Mateusz Cierniak, Wiktor Firmuga, Maksymilian Śledź
Nasze podsumowanie rozpoczniemy od młodzieżowców Motoru Lublin. Trzech z nich bowiem w tym roku zakończy wiek juniora. Wśród tych zawodników są Mateusz Cierniak, Wiktor Firmuga oraz Maksymilian Śledź.

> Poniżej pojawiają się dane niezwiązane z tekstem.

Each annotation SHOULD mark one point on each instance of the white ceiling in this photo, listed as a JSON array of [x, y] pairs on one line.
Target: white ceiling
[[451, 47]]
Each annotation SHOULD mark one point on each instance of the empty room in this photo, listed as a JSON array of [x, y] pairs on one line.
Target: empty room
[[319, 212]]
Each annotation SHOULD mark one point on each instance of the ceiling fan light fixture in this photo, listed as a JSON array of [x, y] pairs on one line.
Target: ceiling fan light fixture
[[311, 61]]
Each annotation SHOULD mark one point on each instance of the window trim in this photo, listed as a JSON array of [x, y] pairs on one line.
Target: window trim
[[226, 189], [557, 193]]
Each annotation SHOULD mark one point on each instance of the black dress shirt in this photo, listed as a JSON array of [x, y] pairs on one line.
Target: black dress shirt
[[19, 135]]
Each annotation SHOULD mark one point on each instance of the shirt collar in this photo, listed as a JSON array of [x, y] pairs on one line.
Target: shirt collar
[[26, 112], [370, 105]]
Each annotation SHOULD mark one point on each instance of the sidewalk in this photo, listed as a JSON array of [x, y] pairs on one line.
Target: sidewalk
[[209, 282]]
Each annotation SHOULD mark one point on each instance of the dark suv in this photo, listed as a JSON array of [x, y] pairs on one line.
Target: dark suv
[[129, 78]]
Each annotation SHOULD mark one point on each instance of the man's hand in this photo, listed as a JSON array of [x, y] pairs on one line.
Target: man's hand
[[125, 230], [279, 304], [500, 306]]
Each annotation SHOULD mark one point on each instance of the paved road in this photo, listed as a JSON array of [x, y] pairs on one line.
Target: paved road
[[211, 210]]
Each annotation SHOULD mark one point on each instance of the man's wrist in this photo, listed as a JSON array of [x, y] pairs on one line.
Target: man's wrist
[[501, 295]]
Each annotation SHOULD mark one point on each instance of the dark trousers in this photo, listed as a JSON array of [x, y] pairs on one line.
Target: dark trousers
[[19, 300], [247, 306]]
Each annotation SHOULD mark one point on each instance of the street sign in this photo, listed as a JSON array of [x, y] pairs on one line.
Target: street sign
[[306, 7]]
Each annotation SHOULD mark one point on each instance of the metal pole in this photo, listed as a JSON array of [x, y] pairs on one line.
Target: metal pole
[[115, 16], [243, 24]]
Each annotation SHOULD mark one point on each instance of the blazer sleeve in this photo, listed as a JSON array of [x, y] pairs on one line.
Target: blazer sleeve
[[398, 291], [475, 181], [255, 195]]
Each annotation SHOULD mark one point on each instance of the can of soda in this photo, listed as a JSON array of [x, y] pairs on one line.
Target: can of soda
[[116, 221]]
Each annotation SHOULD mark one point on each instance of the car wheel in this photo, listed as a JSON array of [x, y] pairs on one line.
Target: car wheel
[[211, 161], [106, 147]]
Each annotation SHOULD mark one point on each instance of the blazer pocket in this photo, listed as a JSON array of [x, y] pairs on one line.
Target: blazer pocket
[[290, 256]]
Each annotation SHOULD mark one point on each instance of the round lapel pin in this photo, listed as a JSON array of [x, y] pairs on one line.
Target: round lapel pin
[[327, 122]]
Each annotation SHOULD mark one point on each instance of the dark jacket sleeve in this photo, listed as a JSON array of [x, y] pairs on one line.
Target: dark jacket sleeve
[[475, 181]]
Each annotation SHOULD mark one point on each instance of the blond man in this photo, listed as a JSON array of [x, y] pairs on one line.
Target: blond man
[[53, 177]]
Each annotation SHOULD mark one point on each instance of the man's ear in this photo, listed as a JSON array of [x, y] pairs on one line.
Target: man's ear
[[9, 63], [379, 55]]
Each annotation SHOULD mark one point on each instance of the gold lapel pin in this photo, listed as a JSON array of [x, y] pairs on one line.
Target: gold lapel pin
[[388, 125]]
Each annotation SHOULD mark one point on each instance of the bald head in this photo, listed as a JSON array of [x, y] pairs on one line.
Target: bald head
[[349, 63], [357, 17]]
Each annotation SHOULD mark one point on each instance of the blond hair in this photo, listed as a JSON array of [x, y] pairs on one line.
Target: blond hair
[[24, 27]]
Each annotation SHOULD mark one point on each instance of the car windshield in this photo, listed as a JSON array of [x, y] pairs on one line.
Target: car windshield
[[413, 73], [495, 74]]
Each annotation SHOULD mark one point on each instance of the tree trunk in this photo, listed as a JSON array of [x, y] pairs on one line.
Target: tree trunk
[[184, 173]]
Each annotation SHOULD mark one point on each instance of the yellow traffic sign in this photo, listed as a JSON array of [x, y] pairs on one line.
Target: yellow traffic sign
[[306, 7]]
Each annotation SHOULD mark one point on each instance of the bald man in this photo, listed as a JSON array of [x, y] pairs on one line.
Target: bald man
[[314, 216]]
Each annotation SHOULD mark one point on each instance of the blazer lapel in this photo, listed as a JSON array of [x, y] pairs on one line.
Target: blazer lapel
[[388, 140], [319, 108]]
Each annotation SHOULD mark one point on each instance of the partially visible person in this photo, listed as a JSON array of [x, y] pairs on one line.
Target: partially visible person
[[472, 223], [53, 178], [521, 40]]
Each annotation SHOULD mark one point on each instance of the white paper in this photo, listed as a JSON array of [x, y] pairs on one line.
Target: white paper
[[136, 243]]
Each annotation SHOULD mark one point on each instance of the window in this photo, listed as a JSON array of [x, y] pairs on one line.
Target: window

Wychowanka Unii Tarnów nie trzeba chyba nikomu przedstawiać. Cierniak to Indywidualny Mistrz Świata Juniorów z sezonu poprzedniego. Młodzieżowy reprezentant Polski znakomicie zaprezentował się w ubiegłorocznym cyklu SGP 2 wygrywając dwa z trzech turniejów. To nie jedyne sukcesy tego zawodnika w 2022 roku. Wraz z Motorem Lublinem wywalczył tytuł Drużynowych Mistrzów Polski oraz Drużynowych Mistrzostw Polski Juniorów. Ponadto z reprezentacją zdobył złoty medal w Drużynowych Mistrzostw Europy U23. Przed 21-latkiem stoi świetlana przyszłość i ogromny wachlarz możliwości co z pewnością będzie wartością dodatnią dla tego zawodnika. W tym sezonie wydaje się, że biorąc pod uwagę aktualny „narybek” wśród wszystkich młodzieżowców, Mateusz może być jednym z czołowych juniorów ligi.
W przypadku Wiktora Firmugi i Maksymiliana Śledzia sytuacja wygląda trochę inaczej. Obydwaj 21-latkowie dotychczas startowali głównie w zawodach młodzieżowych i Ekstralidze U24. Tegoroczny rok będzie dla nich decydujący, chociaż jak dobrze wiemy, uruchomienie rozgrywek dla zawodników do lat 24 w pewnym sensie pozwala zawodnikom na dalsze starty po zakończeniu wieku juniora, by ta kariera całkowicie nie została wyhamowana. Ten sezon zweryfikuje jednak wszystko, dlatego z uwagą będziemy obserwować rozwój zarówno Wiktora Firmugi jak i Maksymiliana Śledzia.
Bartłomiej Kowalski
Przygodę z żużlem rozpoczął w Akademii Żużlowej Janusza Kołodzieja, a w rozgrywkach ligowych zadebiutował w 2018 roku. Występował wówczas w barwach Speedway Wandy Kraków. Kolejne trzy lata spędził w barwach drużyny z Częstochowy, a przed sezonem 2022 przeniósł się do Wrocławia i obecnie reprezentuje miejscową Betard Spartę. I to właśnie przeprowadzka na Dolny Śląsk okazała się strzałem w dziesiątkę. Kowalski we wrocławskim klubie jest podstawowym młodzieżowcem i liderem tej formacji.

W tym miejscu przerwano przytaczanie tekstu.